My Python NN Port – Results
Before moving on to my next project, I thought a good segue would be to discuss the actual results of porting my NN to Python and some open issues that I have yet to resolve.
In general, the port seems to have worked correctly on the basis of the three indicators I’ve reviewed. The first is a qualitative indicator — specifically the visualization of Theta 1. Here’s what it looks like in the original Octave version:
And here’s the Python version:
Of course, this doesn’t say anything quantitative. It’s merely an indicator that nothing has gone wrong. The quantitative metrics are right in line though. I used a set of 5,000 labeled examples, randomized with a training set of 3,500 and a validation set of 1,500. In both Python and ML/O versions, training accuracy hovers between 99% and 100%, and validation set accuracy between 92% and 94%, all dependent—of course—on the randomization of both the training/validation sets and the initial Thetas. So clearly I’ve implemented everything correctly.

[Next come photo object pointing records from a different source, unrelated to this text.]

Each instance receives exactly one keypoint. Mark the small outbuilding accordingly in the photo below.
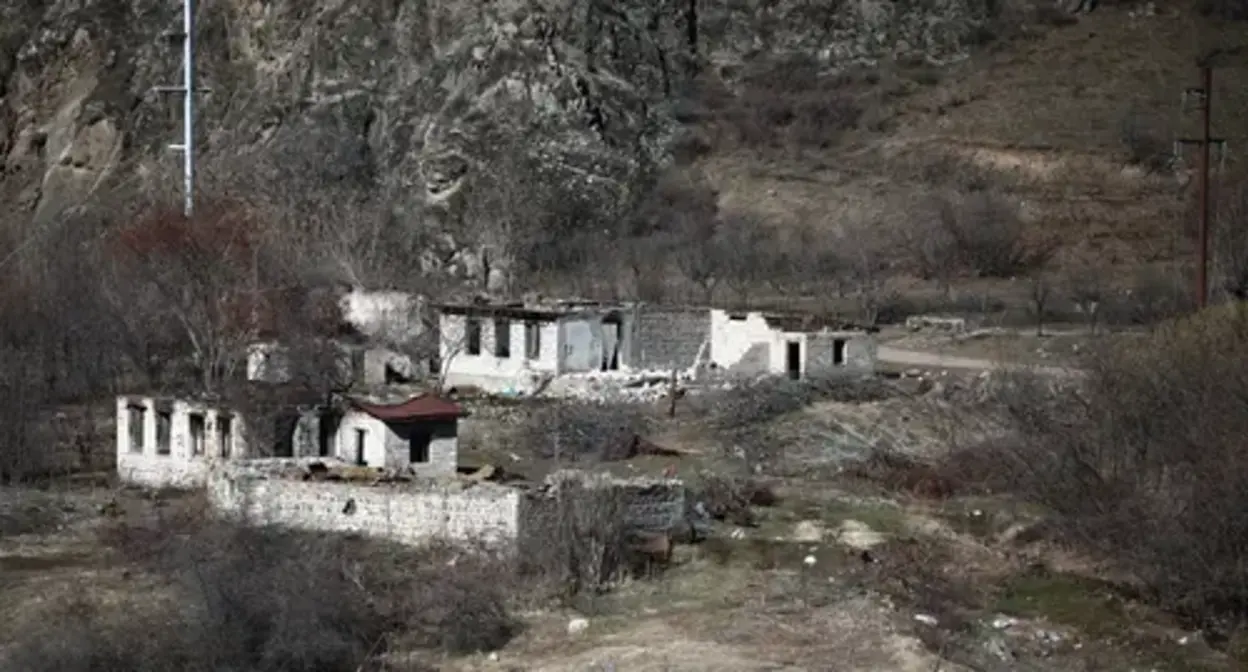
(793, 345)
(419, 434)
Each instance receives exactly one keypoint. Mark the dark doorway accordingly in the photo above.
(418, 442)
(360, 447)
(283, 435)
(613, 337)
(325, 439)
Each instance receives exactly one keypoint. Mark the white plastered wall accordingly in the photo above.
(488, 371)
(180, 469)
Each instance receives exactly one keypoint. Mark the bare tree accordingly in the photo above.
(1086, 286)
(989, 236)
(746, 254)
(1231, 242)
(1040, 292)
(204, 275)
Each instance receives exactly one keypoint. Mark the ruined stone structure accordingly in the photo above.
(175, 442)
(672, 337)
(753, 344)
(518, 347)
(267, 492)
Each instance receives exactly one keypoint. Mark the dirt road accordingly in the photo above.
(935, 360)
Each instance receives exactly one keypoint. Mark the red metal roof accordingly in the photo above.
(418, 407)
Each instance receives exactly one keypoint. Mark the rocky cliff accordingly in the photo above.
(407, 101)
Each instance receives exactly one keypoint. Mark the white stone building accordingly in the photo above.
(516, 347)
(793, 345)
(176, 442)
(419, 435)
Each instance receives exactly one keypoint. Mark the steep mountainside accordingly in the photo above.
(402, 98)
(443, 110)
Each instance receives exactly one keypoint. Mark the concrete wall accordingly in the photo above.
(858, 352)
(670, 337)
(580, 345)
(746, 345)
(650, 505)
(488, 371)
(443, 447)
(375, 439)
(144, 466)
(749, 345)
(391, 316)
(403, 512)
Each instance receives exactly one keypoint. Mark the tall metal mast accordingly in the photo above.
(187, 89)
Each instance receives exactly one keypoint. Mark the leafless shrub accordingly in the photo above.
(1153, 296)
(1229, 10)
(741, 415)
(1041, 295)
(1087, 289)
(1146, 148)
(731, 499)
(275, 601)
(578, 545)
(915, 573)
(897, 472)
(1231, 244)
(989, 237)
(1122, 464)
(583, 432)
(791, 103)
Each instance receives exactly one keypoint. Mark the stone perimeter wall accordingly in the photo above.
(406, 515)
(413, 513)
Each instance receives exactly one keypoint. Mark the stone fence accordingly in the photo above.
(423, 510)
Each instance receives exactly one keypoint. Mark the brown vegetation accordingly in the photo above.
(1142, 462)
(267, 600)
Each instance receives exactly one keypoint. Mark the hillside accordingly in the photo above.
(442, 118)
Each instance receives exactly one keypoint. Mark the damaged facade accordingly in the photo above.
(518, 347)
(286, 492)
(177, 442)
(798, 346)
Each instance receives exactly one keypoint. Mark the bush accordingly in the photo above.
(1145, 461)
(583, 432)
(989, 236)
(1229, 10)
(261, 600)
(741, 415)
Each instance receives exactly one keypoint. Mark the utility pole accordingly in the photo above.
(187, 89)
(1203, 94)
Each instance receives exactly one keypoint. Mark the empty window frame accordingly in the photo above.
(164, 432)
(502, 339)
(532, 340)
(137, 416)
(472, 336)
(225, 435)
(197, 430)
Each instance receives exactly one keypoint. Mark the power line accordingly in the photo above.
(187, 89)
(1203, 95)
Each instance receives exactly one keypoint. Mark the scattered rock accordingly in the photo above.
(808, 532)
(858, 535)
(577, 626)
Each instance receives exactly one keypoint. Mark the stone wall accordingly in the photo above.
(655, 505)
(267, 492)
(670, 337)
(411, 512)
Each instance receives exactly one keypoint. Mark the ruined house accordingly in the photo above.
(177, 442)
(793, 345)
(517, 347)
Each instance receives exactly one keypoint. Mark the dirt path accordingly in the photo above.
(935, 360)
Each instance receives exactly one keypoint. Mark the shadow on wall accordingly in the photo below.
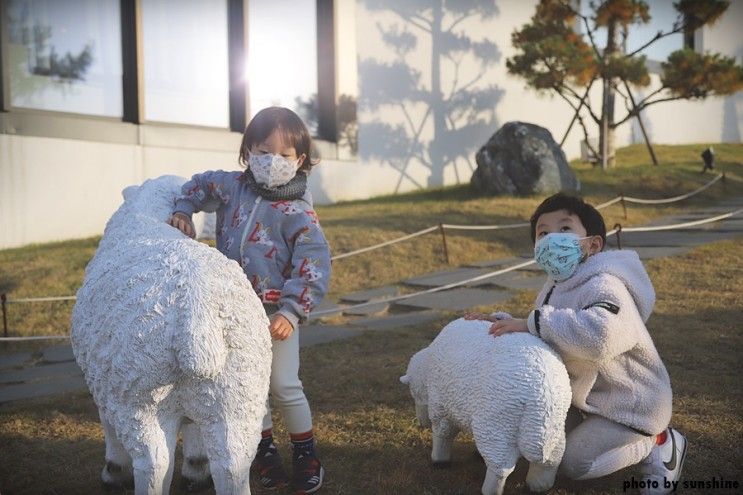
(731, 119)
(443, 122)
(635, 129)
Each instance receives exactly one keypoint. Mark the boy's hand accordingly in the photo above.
(501, 327)
(478, 316)
(280, 327)
(182, 222)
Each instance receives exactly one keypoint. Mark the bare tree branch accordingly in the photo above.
(422, 27)
(678, 26)
(458, 20)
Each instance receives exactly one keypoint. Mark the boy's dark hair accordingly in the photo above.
(588, 215)
(294, 132)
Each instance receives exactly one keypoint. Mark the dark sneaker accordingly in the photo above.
(308, 472)
(268, 465)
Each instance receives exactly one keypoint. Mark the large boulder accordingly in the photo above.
(522, 158)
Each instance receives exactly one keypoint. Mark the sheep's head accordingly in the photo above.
(155, 198)
(416, 377)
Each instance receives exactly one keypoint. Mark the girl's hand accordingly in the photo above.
(502, 327)
(280, 327)
(478, 316)
(182, 222)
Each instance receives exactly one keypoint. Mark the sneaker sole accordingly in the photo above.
(322, 478)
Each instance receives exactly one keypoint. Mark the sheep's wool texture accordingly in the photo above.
(169, 334)
(512, 392)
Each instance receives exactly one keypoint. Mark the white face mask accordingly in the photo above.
(272, 170)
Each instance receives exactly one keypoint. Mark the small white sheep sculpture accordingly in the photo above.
(512, 392)
(170, 336)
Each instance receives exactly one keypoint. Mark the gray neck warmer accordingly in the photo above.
(294, 189)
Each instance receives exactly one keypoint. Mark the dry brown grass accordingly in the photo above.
(56, 269)
(364, 418)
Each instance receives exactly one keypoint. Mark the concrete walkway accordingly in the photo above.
(54, 371)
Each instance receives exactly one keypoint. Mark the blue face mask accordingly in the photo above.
(559, 254)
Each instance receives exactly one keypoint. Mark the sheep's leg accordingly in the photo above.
(153, 467)
(443, 435)
(117, 473)
(495, 480)
(229, 458)
(195, 469)
(500, 455)
(541, 477)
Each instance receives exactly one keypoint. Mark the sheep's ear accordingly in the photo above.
(127, 192)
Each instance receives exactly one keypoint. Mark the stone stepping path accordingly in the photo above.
(29, 375)
(518, 280)
(368, 295)
(397, 321)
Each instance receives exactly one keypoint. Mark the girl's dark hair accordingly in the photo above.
(589, 216)
(293, 130)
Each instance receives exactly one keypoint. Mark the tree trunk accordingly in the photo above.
(437, 104)
(607, 143)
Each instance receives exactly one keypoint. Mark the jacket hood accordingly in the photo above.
(627, 267)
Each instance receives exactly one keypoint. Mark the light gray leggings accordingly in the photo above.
(596, 446)
(286, 388)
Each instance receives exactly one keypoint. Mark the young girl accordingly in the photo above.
(265, 222)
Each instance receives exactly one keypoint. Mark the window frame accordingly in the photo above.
(126, 129)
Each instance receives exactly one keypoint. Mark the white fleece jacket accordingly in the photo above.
(596, 321)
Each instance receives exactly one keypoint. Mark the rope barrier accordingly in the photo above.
(485, 227)
(682, 225)
(441, 227)
(39, 337)
(675, 198)
(606, 204)
(386, 243)
(41, 299)
(428, 291)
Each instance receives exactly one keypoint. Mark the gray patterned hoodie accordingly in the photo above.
(596, 321)
(279, 244)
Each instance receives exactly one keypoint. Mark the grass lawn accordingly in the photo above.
(57, 269)
(368, 439)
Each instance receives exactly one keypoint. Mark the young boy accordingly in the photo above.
(593, 310)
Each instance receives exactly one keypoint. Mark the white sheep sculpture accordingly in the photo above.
(511, 392)
(170, 336)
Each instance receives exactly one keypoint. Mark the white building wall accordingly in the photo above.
(58, 188)
(385, 127)
(55, 189)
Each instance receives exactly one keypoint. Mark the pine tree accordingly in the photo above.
(553, 57)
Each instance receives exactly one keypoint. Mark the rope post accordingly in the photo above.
(443, 242)
(4, 298)
(624, 205)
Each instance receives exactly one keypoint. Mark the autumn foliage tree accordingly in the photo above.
(553, 57)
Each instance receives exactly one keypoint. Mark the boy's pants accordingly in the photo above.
(597, 446)
(286, 390)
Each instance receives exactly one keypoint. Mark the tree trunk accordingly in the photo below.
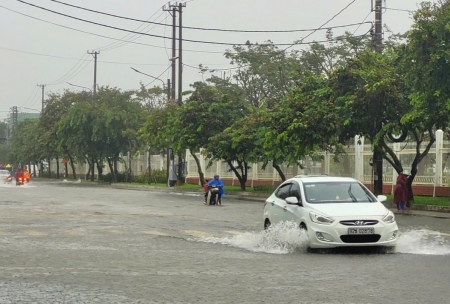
(201, 175)
(92, 169)
(72, 164)
(89, 169)
(115, 170)
(99, 170)
(149, 168)
(130, 171)
(41, 169)
(280, 172)
(180, 177)
(57, 168)
(111, 168)
(66, 170)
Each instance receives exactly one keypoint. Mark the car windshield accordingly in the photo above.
(337, 192)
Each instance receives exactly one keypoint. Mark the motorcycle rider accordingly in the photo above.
(217, 182)
(19, 174)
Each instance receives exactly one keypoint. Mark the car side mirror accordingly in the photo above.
(292, 200)
(382, 198)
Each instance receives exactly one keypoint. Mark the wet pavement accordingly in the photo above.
(61, 243)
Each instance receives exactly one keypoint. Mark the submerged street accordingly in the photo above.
(65, 243)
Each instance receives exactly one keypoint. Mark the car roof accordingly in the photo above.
(322, 178)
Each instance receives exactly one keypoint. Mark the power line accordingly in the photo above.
(74, 73)
(103, 36)
(117, 44)
(398, 9)
(321, 27)
(200, 28)
(72, 58)
(156, 78)
(159, 36)
(35, 91)
(367, 16)
(76, 64)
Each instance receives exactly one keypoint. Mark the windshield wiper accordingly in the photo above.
(351, 194)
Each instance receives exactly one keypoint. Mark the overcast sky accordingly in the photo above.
(20, 71)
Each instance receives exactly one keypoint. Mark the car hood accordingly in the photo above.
(350, 209)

However, there’s a problem. My Python version takes 50% longer to run the training. In both instances, I’m running a version of fmincg for 500 iterations using batch optimization. The ML/O version takes ~21 seconds to run all 500 whereas the Python version takes ~32 seconds. Not knowing much about the inner workings of either platform, there are many things it could be, but my hunch is it’s in one of a few areas.
It could be something as simple as how fmincg is implemented in NumPy vs. ML/O. A few times in the ML course, professor Ng alludes to there being different numerical libraries available in the various programming languages and hints at the possibility that some might be more efficiently implemented than others.

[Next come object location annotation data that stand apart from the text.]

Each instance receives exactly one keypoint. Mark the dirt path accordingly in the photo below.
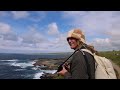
(117, 69)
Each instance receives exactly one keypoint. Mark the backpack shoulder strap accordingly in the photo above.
(87, 64)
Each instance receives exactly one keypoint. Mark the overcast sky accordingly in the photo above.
(46, 31)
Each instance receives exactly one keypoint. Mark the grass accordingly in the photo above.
(112, 55)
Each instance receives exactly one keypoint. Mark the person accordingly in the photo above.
(77, 68)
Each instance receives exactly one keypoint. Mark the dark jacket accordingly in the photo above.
(78, 66)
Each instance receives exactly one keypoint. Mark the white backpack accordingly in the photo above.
(104, 69)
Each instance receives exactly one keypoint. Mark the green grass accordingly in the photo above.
(112, 55)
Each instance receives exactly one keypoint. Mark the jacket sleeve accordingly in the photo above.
(78, 68)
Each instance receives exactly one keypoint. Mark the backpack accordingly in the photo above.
(104, 68)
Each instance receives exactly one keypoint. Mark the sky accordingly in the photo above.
(46, 31)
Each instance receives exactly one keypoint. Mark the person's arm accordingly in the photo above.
(78, 68)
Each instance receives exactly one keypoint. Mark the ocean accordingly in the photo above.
(15, 66)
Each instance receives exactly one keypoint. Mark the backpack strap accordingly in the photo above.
(87, 64)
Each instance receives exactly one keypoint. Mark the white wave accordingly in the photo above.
(19, 69)
(22, 65)
(38, 75)
(10, 60)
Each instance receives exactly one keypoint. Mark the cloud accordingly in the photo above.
(32, 36)
(4, 28)
(20, 14)
(6, 32)
(37, 16)
(53, 29)
(98, 26)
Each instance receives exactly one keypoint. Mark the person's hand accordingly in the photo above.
(62, 72)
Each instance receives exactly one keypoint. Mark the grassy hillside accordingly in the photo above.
(113, 55)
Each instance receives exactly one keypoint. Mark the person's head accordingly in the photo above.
(75, 38)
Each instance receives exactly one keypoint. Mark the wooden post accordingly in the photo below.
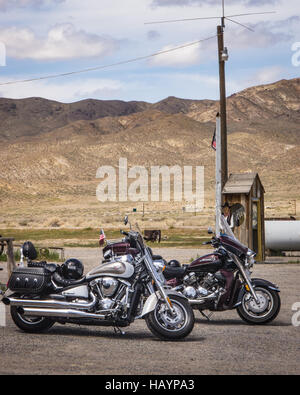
(224, 162)
(218, 175)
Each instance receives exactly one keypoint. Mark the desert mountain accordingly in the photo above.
(50, 152)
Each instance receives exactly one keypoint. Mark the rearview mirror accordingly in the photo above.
(29, 251)
(210, 231)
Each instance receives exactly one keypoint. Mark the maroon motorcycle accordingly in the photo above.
(222, 281)
(218, 281)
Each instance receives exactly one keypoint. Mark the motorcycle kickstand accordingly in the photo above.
(117, 330)
(206, 316)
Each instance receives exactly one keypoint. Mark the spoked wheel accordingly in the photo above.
(171, 327)
(265, 311)
(30, 324)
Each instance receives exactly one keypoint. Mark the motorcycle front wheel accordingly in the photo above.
(166, 326)
(262, 313)
(30, 325)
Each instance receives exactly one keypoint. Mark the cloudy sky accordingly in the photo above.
(45, 37)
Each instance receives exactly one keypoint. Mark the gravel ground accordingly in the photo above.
(225, 345)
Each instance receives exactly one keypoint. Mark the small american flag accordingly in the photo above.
(102, 237)
(214, 142)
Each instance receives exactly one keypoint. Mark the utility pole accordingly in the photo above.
(223, 56)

Or it could something to do with how I’ve implemented and failed to optimize the cost/gradient function in Python. Both the Python and ML/O versions are completely vectorized, so in that regard they’re as efficient as they can possibly be. In terms of the actual algorithm, they should be identical except syntactically since all I really did was translate the ML/O algorithm to Python syntax. But I paid no attention to things like variable typing, letting Python make any decisions I wasn’t forced to make myself. I’m guessing it’s possible that using variables with more accuracy than necessary, I could be incurring that extra cost. That seems unlikely though.
I can tell by looking at my CPU usage during the training that both versions are utilizing 8 threads across all four cores of my CPU. However, while in the ML/O version, my GPU spikes to around 50% usage, in the Python version, there’s no change in GPU usage when the training is running vs. not. It definitely seems likely that this could be a reason, but it’s hard to know for sure.

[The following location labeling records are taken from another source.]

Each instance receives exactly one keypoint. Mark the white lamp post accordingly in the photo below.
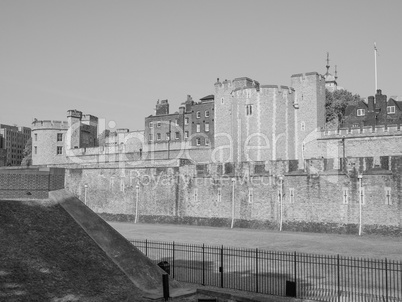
(233, 185)
(281, 201)
(85, 194)
(360, 177)
(137, 187)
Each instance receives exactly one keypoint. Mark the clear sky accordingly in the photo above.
(115, 59)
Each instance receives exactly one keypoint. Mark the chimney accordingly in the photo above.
(371, 103)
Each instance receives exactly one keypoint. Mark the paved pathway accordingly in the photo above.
(330, 244)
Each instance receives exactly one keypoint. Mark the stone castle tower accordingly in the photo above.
(310, 115)
(256, 122)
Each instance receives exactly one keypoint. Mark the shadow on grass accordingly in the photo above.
(208, 273)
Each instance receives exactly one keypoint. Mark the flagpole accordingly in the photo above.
(375, 66)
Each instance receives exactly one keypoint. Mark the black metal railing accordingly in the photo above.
(308, 276)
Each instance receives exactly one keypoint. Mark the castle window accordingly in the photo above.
(361, 112)
(388, 200)
(250, 195)
(249, 109)
(390, 109)
(195, 196)
(345, 195)
(291, 195)
(362, 196)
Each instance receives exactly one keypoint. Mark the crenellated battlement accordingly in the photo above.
(46, 124)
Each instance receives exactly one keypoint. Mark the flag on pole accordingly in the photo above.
(375, 48)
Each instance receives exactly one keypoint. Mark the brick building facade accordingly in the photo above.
(53, 140)
(377, 110)
(192, 125)
(13, 139)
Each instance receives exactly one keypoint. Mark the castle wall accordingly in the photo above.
(32, 183)
(203, 194)
(364, 142)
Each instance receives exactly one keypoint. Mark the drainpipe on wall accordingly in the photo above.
(281, 201)
(344, 154)
(233, 184)
(85, 194)
(360, 177)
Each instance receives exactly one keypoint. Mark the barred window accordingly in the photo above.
(388, 199)
(195, 196)
(345, 195)
(250, 195)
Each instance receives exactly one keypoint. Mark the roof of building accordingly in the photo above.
(208, 97)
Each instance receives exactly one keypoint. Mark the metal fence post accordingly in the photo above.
(221, 268)
(173, 261)
(256, 270)
(203, 264)
(339, 278)
(386, 280)
(295, 266)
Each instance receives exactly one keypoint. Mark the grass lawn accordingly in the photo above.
(328, 244)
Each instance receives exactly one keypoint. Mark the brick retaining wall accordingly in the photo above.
(33, 183)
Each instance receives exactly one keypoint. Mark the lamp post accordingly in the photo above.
(137, 188)
(233, 185)
(360, 177)
(281, 201)
(85, 194)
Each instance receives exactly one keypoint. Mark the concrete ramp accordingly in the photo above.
(144, 274)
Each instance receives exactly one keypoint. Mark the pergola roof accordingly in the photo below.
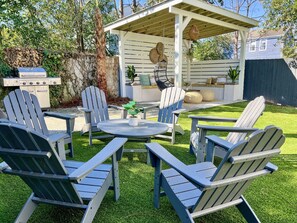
(159, 20)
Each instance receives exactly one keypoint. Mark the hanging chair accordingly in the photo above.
(160, 73)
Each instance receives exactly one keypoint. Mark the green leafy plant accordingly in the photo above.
(132, 108)
(233, 74)
(131, 73)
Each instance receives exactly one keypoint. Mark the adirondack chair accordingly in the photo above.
(95, 109)
(243, 126)
(29, 155)
(170, 108)
(23, 108)
(200, 189)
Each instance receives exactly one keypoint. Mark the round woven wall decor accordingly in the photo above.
(160, 48)
(154, 56)
(194, 32)
(163, 57)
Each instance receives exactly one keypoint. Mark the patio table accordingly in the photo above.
(141, 133)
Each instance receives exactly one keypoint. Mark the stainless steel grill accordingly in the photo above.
(35, 81)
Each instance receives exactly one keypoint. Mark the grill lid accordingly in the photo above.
(31, 72)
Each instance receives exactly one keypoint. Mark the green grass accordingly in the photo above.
(272, 197)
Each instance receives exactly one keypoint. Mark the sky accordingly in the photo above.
(256, 11)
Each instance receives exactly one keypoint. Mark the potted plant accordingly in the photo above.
(131, 73)
(187, 85)
(133, 110)
(232, 91)
(233, 74)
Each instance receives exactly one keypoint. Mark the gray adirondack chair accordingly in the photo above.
(200, 189)
(95, 109)
(170, 108)
(243, 126)
(29, 155)
(23, 108)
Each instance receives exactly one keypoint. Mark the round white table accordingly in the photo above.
(141, 133)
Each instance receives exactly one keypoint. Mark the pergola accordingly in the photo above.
(177, 17)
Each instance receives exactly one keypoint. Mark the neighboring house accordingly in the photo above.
(264, 45)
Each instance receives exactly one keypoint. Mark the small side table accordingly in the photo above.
(141, 133)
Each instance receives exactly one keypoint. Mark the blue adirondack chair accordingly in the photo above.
(170, 108)
(23, 108)
(243, 126)
(200, 189)
(29, 155)
(95, 109)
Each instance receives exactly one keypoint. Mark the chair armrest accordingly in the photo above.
(111, 148)
(59, 115)
(159, 152)
(226, 128)
(116, 107)
(84, 109)
(212, 118)
(271, 167)
(3, 166)
(217, 141)
(56, 137)
(147, 108)
(177, 112)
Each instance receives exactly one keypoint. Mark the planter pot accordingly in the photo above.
(133, 122)
(232, 92)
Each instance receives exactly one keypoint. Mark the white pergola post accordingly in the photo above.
(178, 50)
(180, 25)
(122, 39)
(243, 37)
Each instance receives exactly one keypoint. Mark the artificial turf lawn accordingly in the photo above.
(273, 197)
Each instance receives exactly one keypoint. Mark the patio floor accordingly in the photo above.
(57, 124)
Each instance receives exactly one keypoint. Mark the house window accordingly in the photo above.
(263, 45)
(253, 45)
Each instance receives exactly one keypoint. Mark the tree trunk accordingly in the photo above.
(122, 8)
(100, 52)
(236, 40)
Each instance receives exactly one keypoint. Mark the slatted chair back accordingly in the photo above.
(94, 99)
(171, 100)
(23, 108)
(244, 162)
(31, 157)
(248, 118)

This is kind of interesting and I could definitely investigate further, but I probably won’t be doing that. The reality is, now that I have the basics down with regard to Python, I’m much more interested in beginning to move forward on learning more actual AI and designing my first substantial AI project. At this point, that’s still the checkers AI. If I get any traction there, I’m sure there will be ample opportunity to see the effects of Python tuning when I’m running it not on my laptop, but on my desktop PC with its GTX 1080ti.